Another thing I’d like to see catch on is for Thunderbolt drives to include USB 3.0 interfacing. These portable models have got it sussed, but they are end point devices with only one Thunderbolt port, as there’s no daisy chaining here. Yet the reason for dual interfacing is pretty obvious, few PCs have Thunderbolt and world+dog has USB.

Hooked up to an Apple MacBook Pro (USB 2 model) with Thunderbolt

Thunderbolt speeds the way on this 2011 Apple MacBook Pro, as it only has USB 2.0 and FireWire 800

You might think the story ends there, but during tests I was reminded that the Thunderbolt equipped MacBook Pro I was using didn’t have USB 3.0. Hence the transfer speeds with USB 2.0 were somewhat unremarkable, to say the least. Indeed, from 2011 to mid-2012 Apple produced quite a lot of Thunderbolt equipped machines with just USB 2.0 – it seemed the whole range was configured this way.

So while Thunderbolt on an HDD might not make sense when you’ve USB 3.0 around, for Mac users from recent years that’s going to be the fast route to transfer files.

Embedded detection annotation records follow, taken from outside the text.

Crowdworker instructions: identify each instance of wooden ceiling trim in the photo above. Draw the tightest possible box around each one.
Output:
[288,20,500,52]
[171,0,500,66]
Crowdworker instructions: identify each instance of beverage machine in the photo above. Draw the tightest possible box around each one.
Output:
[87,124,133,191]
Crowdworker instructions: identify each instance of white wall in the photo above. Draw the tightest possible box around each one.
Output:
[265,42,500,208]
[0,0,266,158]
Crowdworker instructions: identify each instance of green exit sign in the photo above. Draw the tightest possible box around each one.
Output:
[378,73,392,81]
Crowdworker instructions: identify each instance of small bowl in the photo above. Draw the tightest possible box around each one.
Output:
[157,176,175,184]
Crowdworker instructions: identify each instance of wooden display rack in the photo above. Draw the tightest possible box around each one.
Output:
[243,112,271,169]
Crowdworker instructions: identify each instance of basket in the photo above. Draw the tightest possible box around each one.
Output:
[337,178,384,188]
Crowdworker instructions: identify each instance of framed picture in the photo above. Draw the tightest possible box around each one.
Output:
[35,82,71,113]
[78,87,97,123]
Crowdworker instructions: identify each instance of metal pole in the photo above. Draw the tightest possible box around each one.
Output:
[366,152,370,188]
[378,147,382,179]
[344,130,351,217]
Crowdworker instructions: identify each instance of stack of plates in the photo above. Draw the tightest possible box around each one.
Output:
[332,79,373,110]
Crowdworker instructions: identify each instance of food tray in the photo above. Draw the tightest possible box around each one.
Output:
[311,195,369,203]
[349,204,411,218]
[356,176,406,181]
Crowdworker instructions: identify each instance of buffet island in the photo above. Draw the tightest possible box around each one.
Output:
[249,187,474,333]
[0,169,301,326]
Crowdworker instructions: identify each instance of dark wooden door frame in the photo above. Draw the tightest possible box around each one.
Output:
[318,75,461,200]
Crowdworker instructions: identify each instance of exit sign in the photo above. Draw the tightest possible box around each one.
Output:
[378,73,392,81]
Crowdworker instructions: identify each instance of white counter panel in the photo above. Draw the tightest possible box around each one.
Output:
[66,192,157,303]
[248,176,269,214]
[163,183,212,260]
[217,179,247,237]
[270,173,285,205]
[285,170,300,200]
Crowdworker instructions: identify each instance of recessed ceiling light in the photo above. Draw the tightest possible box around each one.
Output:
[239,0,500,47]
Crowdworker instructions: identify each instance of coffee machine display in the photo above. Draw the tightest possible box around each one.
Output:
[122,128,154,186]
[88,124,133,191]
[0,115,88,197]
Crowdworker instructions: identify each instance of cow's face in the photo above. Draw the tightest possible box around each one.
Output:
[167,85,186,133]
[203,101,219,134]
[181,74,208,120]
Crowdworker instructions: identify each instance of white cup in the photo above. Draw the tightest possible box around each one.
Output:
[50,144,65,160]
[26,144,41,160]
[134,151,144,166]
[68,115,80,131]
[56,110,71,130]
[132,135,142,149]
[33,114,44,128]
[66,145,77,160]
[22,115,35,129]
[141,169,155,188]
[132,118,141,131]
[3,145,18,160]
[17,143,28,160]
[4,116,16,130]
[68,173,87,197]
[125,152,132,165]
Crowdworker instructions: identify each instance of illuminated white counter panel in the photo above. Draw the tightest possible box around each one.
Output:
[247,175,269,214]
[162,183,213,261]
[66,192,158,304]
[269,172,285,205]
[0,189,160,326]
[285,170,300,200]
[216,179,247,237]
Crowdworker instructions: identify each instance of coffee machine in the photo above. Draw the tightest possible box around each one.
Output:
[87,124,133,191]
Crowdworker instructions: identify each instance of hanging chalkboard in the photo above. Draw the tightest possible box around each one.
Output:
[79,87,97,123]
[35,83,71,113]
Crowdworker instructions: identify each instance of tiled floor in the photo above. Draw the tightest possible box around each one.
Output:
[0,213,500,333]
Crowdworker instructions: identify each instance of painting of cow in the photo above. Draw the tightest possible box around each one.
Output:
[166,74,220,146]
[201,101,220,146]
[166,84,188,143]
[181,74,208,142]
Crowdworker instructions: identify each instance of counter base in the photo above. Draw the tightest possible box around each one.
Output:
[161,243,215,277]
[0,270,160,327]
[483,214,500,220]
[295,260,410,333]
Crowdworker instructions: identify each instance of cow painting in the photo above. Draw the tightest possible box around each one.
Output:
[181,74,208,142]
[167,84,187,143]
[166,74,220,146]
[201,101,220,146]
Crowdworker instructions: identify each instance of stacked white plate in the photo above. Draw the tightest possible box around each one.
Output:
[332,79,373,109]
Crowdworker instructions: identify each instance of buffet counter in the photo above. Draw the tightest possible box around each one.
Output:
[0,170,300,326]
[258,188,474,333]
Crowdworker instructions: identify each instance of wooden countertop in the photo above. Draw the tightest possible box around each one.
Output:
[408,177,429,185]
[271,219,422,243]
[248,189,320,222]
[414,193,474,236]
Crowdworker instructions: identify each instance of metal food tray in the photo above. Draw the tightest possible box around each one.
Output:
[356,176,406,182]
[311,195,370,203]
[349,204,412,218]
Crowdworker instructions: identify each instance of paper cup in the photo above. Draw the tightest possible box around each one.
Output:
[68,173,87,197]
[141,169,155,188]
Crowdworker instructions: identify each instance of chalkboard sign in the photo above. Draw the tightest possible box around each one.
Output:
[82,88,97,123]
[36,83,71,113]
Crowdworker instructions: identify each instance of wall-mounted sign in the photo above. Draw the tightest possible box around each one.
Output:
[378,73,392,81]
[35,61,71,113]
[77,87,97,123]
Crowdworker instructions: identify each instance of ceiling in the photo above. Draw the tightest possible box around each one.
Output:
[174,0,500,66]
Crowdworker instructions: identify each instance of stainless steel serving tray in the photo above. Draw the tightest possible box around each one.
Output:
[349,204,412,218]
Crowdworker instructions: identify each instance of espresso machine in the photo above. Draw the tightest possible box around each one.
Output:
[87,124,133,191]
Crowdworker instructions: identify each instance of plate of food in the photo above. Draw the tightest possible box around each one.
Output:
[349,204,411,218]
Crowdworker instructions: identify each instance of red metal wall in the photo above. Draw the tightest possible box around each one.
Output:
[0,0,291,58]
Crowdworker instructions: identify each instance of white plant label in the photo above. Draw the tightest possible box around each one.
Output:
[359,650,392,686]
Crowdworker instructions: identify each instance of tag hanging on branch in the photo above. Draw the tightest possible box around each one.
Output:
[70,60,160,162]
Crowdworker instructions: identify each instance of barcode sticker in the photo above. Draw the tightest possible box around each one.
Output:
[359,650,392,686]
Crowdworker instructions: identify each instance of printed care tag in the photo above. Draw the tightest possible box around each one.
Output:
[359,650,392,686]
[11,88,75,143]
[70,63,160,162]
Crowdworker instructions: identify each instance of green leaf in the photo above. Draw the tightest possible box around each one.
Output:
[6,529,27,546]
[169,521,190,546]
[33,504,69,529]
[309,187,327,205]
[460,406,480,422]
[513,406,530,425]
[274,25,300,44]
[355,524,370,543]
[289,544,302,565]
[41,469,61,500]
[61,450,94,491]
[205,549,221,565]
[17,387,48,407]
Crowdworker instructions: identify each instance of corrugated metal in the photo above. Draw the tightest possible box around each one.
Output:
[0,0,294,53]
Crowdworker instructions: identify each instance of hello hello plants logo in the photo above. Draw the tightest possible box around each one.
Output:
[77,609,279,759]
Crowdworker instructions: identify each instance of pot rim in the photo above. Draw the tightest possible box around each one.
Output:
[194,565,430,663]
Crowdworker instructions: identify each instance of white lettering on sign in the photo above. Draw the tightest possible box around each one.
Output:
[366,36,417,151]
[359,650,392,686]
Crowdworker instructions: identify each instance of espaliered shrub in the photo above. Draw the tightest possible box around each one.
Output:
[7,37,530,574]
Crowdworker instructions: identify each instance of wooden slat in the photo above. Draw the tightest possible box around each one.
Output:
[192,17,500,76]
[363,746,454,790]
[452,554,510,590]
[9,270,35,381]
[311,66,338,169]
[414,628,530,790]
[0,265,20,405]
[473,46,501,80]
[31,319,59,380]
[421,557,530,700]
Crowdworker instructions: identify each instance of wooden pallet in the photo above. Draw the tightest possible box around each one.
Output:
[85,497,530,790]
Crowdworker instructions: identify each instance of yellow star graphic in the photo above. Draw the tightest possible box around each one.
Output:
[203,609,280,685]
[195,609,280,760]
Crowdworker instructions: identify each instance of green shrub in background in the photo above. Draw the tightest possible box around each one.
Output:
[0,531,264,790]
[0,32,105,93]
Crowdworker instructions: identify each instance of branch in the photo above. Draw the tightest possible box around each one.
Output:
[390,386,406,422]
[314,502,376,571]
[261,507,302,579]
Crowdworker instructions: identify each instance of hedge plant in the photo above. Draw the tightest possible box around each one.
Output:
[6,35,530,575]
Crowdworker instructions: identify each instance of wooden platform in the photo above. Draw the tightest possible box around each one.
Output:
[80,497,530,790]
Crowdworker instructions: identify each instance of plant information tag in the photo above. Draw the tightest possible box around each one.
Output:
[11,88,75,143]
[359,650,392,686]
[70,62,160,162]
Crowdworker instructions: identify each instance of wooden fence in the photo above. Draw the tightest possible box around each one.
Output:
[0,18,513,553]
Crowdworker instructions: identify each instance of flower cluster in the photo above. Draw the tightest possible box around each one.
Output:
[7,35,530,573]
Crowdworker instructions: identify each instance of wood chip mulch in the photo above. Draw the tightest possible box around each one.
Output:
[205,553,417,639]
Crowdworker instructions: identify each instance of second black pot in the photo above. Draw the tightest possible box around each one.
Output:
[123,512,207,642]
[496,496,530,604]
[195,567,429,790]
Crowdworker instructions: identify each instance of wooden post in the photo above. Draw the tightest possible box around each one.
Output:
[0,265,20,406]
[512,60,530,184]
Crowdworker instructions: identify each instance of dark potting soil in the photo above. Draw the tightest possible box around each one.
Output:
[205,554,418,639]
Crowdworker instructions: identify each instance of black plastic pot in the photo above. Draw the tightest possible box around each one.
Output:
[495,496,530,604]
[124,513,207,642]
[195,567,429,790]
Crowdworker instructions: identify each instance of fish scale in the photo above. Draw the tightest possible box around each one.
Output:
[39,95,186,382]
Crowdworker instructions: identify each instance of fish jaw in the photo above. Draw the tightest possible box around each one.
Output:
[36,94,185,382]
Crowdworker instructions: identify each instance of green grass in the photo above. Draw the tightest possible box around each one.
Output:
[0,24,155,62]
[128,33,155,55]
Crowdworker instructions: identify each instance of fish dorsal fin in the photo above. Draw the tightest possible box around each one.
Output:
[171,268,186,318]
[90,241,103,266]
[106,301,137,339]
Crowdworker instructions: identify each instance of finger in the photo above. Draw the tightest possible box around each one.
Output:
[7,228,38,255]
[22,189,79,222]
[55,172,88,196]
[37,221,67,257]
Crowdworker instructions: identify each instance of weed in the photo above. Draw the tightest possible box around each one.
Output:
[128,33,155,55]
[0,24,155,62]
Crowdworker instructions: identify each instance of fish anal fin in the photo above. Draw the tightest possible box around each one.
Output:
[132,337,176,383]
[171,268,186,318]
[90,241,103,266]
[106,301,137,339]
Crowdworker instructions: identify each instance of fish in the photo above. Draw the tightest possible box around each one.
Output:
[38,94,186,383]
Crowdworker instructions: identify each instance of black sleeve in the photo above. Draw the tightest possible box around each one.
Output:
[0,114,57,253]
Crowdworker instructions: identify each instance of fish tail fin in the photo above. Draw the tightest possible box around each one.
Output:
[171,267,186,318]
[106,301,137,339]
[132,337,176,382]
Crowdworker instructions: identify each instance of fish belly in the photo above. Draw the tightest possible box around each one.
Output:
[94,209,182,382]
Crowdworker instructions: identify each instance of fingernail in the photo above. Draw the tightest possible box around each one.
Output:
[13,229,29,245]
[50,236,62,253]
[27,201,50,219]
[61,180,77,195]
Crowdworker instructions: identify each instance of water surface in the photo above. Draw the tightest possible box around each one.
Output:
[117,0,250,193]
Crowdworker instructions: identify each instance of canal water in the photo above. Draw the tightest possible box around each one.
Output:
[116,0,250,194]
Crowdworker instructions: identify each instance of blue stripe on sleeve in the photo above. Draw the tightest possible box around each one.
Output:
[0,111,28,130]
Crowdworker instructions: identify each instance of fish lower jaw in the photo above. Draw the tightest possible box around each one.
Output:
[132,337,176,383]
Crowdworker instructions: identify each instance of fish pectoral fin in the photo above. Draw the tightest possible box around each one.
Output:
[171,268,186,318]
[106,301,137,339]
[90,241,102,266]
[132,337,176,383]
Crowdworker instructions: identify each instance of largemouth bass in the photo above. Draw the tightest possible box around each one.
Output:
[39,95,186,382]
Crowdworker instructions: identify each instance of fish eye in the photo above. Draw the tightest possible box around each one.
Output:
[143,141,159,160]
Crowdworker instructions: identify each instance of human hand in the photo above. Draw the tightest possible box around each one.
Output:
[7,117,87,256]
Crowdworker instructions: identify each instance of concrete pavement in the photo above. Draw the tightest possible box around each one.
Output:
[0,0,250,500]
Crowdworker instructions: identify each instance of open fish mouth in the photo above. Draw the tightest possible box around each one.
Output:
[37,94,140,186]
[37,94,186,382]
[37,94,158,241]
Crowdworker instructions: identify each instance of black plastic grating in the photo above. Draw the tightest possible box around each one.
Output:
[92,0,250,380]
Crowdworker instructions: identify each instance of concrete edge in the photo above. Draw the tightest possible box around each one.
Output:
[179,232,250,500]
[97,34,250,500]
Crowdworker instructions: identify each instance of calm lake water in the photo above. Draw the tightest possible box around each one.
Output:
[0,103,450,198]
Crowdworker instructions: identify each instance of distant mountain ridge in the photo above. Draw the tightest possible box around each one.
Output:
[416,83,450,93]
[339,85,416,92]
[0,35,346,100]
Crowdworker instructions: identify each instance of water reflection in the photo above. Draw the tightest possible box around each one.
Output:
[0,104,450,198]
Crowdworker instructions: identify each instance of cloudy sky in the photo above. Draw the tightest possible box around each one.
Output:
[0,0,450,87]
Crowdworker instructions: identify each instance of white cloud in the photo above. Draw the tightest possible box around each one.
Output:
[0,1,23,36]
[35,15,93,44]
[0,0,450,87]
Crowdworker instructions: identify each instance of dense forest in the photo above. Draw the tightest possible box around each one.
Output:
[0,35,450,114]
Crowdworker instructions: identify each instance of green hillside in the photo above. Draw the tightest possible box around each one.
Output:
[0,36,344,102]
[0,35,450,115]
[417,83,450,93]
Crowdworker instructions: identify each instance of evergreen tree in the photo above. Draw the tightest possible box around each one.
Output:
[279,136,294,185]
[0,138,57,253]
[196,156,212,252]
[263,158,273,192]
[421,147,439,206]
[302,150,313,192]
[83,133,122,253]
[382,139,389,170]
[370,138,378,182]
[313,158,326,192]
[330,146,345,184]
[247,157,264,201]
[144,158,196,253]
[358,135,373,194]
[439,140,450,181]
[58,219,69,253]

FireWire 800 was good in its day, but external storage never seemed to get close to its theoretical maximum. The CrystalDiskMark 3 results below highlight the issue. Due to the limitations of the HDD, the Thunderbolt and USB 3.0 figures are close to identical and the USB 2.0 results are obvious from the low rankings.

CrystalDiskMark Results

CrystalDiskMark transfer test results

Thunderbolt (left), USB 3.0 (middle), USB 2.0 (right) – click for a larger image

Certainly the transfer speeds on Thunderbolt and USB 3.0 aren’t far off the GTech’s figures and this is testing on Windows with the drive formatted to NTFS. I did similar tests on the Mac with HFS+ formatting and, for a cross platform scenario, installed Paragon Software’s NTFS which delivered a seamless performance in comparative format tests.